A playwright might feel freer to speculate, where a journalist should never invent. “The rules I set myself,” Murphy says, “were that I could only fictionalise it to the extent that it was necessary to explain something to the audience.”
The most fascinating character in Guaranteed!, however, is largely fictitious. He is a British hedge fund analyst based on one of Murphy’s sources, who, from a very early stage, assesses Anglo with icy dispassion, decides it is massively overvalued and bets it will go bust. He appears for just three scenes, but he feels like the protagonist of another play that Murphy might have written: a clear-eyed outsider, unswayed by politics and rhetoric, who is banking on failure.

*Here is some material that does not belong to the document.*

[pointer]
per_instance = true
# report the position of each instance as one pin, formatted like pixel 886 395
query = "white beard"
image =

“He’s the hero,” Murphy agrees. “He just doesn’t have a lot of stage time. On one level he’s the hero of the play because he’s the one person who does what everyone else should have been doing: finding the true value in things, cutting things down to size.” Ideally, that’s also the purpose of journalism.
On paper, Murphy’s path to political theatre sounds quite direct. He studied politics in UCD, where he was a member of the drama society. He joined Concern and spent two years in Angola, a country where “politics is over the edge” and he turned to journalism to report on it. On finishing a master’s in politics at Wits University in Johannesburg, he returned to Dublin and began writing reviews for Irish Theatre Magazine. He now writes about theatre for the Irish Independent, makes documentaries for RTÉ and contributes political pieces to Prospect, Dublin Review and others.
The Anglo tapes
After the successful tour of Fishamble’s production this summer, Murphy decided to revisit his text for the new tour, introducing the coarse voices of the Anglo tapes: the language of “bolloxology”, “give us the moolah” and “another day, another billion” that seemed to confirm the public’s worst suspicions about Ireland’s financial and political culture.

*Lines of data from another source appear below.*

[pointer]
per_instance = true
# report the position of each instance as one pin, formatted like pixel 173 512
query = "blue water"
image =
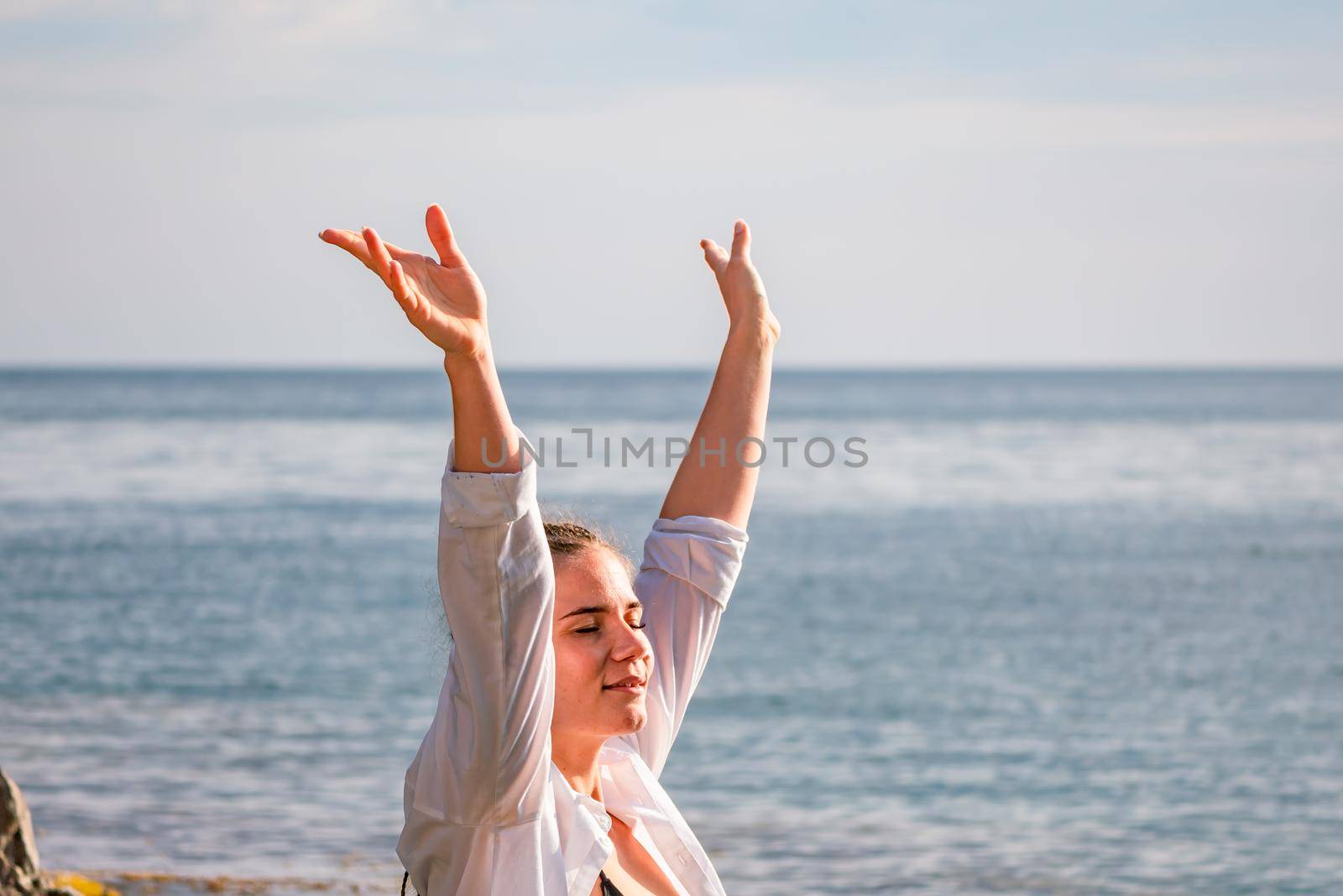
pixel 1065 632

“Anglo is what happens when you put a rugby team in charge of a bank,” Murphy reasons. “With some of the same strengths and weaknesses.” Ironically, he had cut a similar scene, one of his own devising, “because it was too obviously a moment of comedy”.
“Do I want to think the best of people?” Murphy considers. “I think I’m more interested in when good people go wrong. I’m also very interested in how societies go wrong.”

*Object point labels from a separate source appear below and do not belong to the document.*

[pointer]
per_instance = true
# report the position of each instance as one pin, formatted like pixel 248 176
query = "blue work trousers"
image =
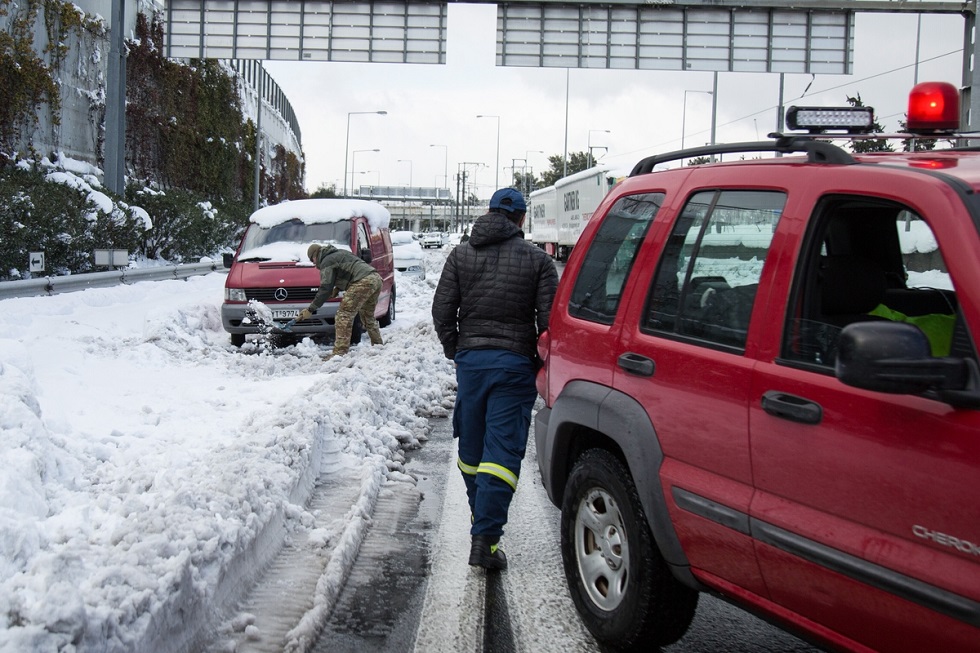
pixel 494 398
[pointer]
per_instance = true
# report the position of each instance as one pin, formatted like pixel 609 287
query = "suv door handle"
pixel 636 364
pixel 796 409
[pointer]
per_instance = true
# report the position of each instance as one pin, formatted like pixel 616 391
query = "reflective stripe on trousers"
pixel 494 398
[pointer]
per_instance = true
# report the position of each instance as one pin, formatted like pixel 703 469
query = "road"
pixel 411 589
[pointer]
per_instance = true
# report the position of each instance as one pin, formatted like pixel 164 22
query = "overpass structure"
pixel 798 36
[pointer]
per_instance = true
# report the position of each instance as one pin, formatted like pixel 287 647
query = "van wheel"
pixel 389 317
pixel 621 585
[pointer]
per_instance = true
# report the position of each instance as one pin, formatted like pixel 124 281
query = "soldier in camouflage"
pixel 342 271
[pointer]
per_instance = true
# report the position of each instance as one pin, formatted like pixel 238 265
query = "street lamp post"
pixel 513 169
pixel 496 172
pixel 527 182
pixel 594 131
pixel 445 163
pixel 353 165
pixel 684 112
pixel 445 174
pixel 347 143
pixel 409 161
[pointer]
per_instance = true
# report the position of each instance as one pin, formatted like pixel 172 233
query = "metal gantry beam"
pixel 307 30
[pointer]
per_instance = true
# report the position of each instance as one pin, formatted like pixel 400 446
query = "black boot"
pixel 485 553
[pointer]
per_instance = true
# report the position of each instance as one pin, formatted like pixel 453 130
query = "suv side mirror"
pixel 895 357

A few months ago, in the rehearsal room where Murphy and Morrison tussled over details (“Conall fighting for drama and me fighting for journalism”), Murphy was concerned to see the concluding line of one scene, involving the board of AIB agreeing to sell Bank Centre at the height of the property market, played for laughs: “Now, I think we’ve a report from the remuneration committee?” Murphy had considered the line a form of fair comment, but now he worried that the board members were being scapegoated as hand-rubbing Shylocks. “Then I thought, hang on a second. It’s a f***ing play. It’s basically true. Nobody in the audience is reading this part as journalism. They’re going with the ride. So, let the cast kick back a bit.”
It is a richer scene because of it, and a better piece of theatre, the positive effect of a journalist using dramatic licence.